Fernando, que apesar de distante, mostrara no filme apenas sinais de amistosidade até o momento, mudou. Depois do instante na casa, também está revestido desse mistério insolúvel que engloba violência, morte e política que é incompreensível para Ana. E por isso, ao vê-lo em sua alucinação como o monstro, seus dentes batem sem parar, já que aquilo que lhe está mais próximo também não pode ser explicado ou compreendido. Tanto seu pai quanto sua irmã Isabel parecem ser feitos de um material diferente que o dela. Mistérios cercam a pequena Ana, incapaz de digerir tudo o que lhe está sendo jogado de uma só vez.
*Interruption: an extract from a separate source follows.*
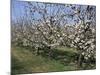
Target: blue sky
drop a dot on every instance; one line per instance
(18, 10)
Mais tarde, Ana é localizada e trazida para sua casa, em choque. Não come, não dorme, não vive. Mas, segundo o médico, essa fase vai passar. Foi uma experiência traumática, mas às vezes é das experiências traumáticas que os maiores ensinamentos são transmitidos e as maiores transformações se completam. Afinal, na última sequência do filme, Ana sai de sua cama, abre as portas envidraçadas do quarto e fala, quase que para si mesma: "Soy Ana." Ela está pronta para receber o monstro de Frankenstein de bom grado. Não é mais curiosidade e sim aceitação.
Aceitação do mistério que todas as coisas ao seu redor possuem. Simbolizadas através da figura do monstro, um símbolo tão amplo e bem desenvolvido que suscita associações múltiplas do começo ao final do filme.